De Marco Oriana, Gambardella Jessica, Bianco Antonio, Fiordelisi Antonella, Cerasuolo Federica Andrea, Buonaiuto Antonietta, Avvisato Roberta, Capuano Ivana, Amicone Maria, Di Risi Teodolinda, Riccio Eleonora, Spinelli Letizia, Pisani Antonio, Iaccarino Guido, Sorriento Daniela
Department of Public Health, Federico II University, Naples, Italy.
Centro Interdipartimentale di Ricerca in Ipertensione Arteriosa e Patologie Associate, Federico II University of Naples, Naples, Italy.
Front Cardiovasc Med. 2024 May 2;11:1396996. doi: 10.3389/fcvm.2024.1396996. eCollection 2024.

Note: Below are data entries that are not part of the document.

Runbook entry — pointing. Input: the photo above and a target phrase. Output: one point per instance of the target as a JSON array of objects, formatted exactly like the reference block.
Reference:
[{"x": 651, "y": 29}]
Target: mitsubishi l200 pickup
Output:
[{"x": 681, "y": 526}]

Fabry disease (FD), also known as Anderson-Fabry disease, is a hereditary disorder of glycosphingolipid metabolism, caused by a deficiency of the lysosomal alpha-galactosidase A enzyme. This causes a progressive accumulation of glycosphingolipids in tissues and organs which represents the main pathogenetic mechanism of FD. The disease is progressive and multisystemic and is characterized by early symptoms and late complications (renal, cardiac and neurological dysfunction). Fatigue and exercise intolerance are early common symptoms in FD patients but the specific causes are still to be defined. In this narrative review, we deal with the contribution of cardiac and pulmonary dysfunctions in determining fatigue and exercise intolerance in FD patients.
法布里病(FD),也称为安德森 - 法布里病,是一种鞘糖脂代谢的遗传性疾病,由溶酶体α - 半乳糖苷酶A酶缺乏引起。这导致鞘糖脂在组织和器官中进行性蓄积,这是法布里病的主要发病机制。该疾病是进行性和多系统的,其特征为早期症状和晚期并发症(肾脏、心脏和神经功能障碍)。疲劳和运动不耐受是法布里病患者早期常见的症状,但具体原因仍有待确定。在这篇叙述性综述中,我们探讨心脏和肺功能障碍在法布里病患者疲劳和运动不耐受的发生中所起的作用。